'If you want music to sharpen your senses, boost your ability to focus and perhaps even improve your memory, you need to be a participant, not just a listener.'
This is the opening line in an article by Melissa Healy regarding a follow study by Frances Rauscher in 1993. Her findings set off a commercial frenzy of products to make baby geniuses — all she says 'from an experiment that had college students, not babies, listen to Mozart — and were "grossly misapplied and over-exaggerated".'
The Los Angeles Times article titled 'Playing along with the Mozart effect' states 'for all its beauty, power and capacity to move, researchers have concluded that music is little more than ear candy for the brain if it is consumed only passively. If you want music to sharpen your senses, boost your ability to focus and perhaps even improve your memory, the latest word from science is you'll need more than hype and a loaded iPod.

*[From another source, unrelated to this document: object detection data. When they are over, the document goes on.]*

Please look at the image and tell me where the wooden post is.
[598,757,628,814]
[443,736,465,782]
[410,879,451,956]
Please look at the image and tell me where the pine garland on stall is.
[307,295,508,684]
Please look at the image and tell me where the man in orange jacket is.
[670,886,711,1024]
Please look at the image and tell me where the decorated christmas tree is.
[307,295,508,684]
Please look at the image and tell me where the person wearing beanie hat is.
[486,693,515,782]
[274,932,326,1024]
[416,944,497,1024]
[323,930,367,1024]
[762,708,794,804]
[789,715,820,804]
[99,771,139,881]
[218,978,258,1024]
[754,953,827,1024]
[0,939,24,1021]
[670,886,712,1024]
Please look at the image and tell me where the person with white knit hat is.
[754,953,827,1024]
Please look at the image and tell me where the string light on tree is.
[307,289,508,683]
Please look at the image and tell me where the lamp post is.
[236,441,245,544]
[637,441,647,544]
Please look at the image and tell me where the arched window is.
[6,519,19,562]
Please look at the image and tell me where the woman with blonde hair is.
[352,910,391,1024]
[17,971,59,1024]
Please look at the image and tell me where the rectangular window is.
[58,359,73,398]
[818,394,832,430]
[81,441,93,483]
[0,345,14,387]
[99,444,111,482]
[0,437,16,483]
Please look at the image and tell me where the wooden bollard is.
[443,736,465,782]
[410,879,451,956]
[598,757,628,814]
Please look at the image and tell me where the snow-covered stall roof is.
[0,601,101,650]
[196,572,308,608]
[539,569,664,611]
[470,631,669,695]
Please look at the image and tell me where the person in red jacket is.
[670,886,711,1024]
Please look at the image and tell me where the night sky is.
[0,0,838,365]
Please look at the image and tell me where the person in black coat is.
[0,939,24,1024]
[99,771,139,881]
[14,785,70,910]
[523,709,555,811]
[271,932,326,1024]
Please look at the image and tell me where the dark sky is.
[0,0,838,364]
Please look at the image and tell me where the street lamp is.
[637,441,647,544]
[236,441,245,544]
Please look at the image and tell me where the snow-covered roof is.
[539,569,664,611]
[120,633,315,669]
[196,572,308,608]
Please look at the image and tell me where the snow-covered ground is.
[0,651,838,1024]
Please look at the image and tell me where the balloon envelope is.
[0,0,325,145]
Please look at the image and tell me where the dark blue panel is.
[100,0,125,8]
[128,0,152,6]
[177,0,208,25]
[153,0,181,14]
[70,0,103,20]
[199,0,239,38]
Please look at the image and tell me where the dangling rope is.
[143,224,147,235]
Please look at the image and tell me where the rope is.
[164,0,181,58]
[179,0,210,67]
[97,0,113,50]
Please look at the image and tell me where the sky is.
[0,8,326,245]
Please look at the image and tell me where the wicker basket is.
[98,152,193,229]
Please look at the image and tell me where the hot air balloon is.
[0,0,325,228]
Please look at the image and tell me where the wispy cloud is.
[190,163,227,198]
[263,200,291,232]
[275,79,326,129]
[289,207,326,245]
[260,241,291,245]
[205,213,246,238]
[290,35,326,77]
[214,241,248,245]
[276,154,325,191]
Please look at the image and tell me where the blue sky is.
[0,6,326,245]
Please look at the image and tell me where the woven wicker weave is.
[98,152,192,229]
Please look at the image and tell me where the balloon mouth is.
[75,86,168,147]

You gotta get in there and play. Or sing, bang or pluck.
For those receiving musical instruction, "there is evidence that music changes the brain in positive and permanent ways," says Laurel Trainor, professor of psychology, neuroscience and behavior, and director of the auditory development lab of McMaster University in Toronto. Yet like a medication that powerfully treats an illness, but in mysterious ways, the means by which music might enhance cognitive powers has eluded scientists so far.